9/11, Collective Memory, and Yom Kippur
9 Tishrei 5774 13 September 2013
This past Wednesday we commemorated the 12th anniversary of the terrorist attacks of September 11, 2001. At 8:46 am, the time when the first plane hit the North Tower of the World Trade Center, the Gann community stood for a moment of silence along with the rest of the country. A few minutes later, students, faculty, and staff joined together in the Beit Midrash for a ceremony where one of our teachers read a minute-by-minute account of how the events unfolded that morning. Slowly and deliberately, with incredible emotion in his voice, the teacher walked us through the history of that horrific day. No embellishments. No explanation. No commentary. Just the facts of what happened that tragic morning. The silence in the room was stunning.

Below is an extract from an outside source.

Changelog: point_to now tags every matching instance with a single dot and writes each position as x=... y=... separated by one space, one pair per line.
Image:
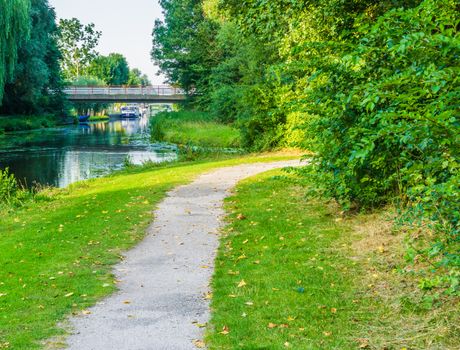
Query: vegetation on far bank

After this almost ritualistic recitation-narrative, four faculty members shared their personal stories of where they were on 9/11 and how they remembered that day. One of the faculty members was a high school freshman at the New Jewish High School of Greater Boston, which made his account particularly poignant as I observed our students watching and listening intently to him and their other teachers. We concluded the ceremony with the singing of the National Anthem, and then the students silently proceeded to their advisor groups to process the ceremony and the day.
Later that afternoon during our weekly faculty meeting, an extraordinary conversation occurred among our faculty that brought even greater meaning to the experience we shared that morning. One teacher posed two questions: “What do our students, most of whom barely remember 9/11, need from a commemoration like this? Which elements of the ceremony resonated most with them and why?” Other faculty members began sharing and processing their advisees’ responses and experiences, trying, as adults, to uncover the meaning that this day and our approach to it had for our students. As is often the case, this generated more questions. What are the pedagogical assumptions behind a ceremony like this? How can we honor and do justice to the day and to all those who were deeply and personally affected by these tragic events in ways that are educationally and emotionally appropriate and impactful for a generation that was not there and does not remember?
As I listened to the reflectiveness, sensitivity, sophistication, and empathy with which our faculty conversed, I was in awe of our educators who take so seriously their sacred charge. We rigorously engage the minds of our students, yes. And we strive to touch their hearts, to guide them as they develop into thinking, feeling, responsible Jews and human beings.
Beneath our faculty’s discussion was also an age-old Jewish question that began in the book of Devarim (Deuteronomy) that we will conclude next week on Simchat Torah. What does it mean to educate a generation about a history that they did not live and did not experience as their story? What does it mean to shape a people’s collective memory in ways that invite individuals into a covenantal relationship—a sense of connection and responsibility to a shared past and shared future—with their community and their nation? As we learned from our 9/11 ceremony, these questions that have animated Jewish parents and educators for thousands of years apply to the next generation of Americans and the future of this great country, as well.
Communal prayer, especially on the high holidays, is one of the ways our rabbis addressed these questions. Tomorrow, on Yom Kippur, many of us will spend hours in synagogue, travelling through a tour-de-force of liturgy that ranges from private supplications to joyous song to the reenactment of the Avodah (the Priestly sacrifices) to the recitation of martyrology recalling the tragedies that have befallen our people. Through these powerful literary, theological, and musical genres, the Yom Kippur prayers invite us to enter our people’s collective consciousness and to stand together in covenantal relationship with our community.
I wish all of us an easy fast and a meaningful and inspiring Yom Kippur.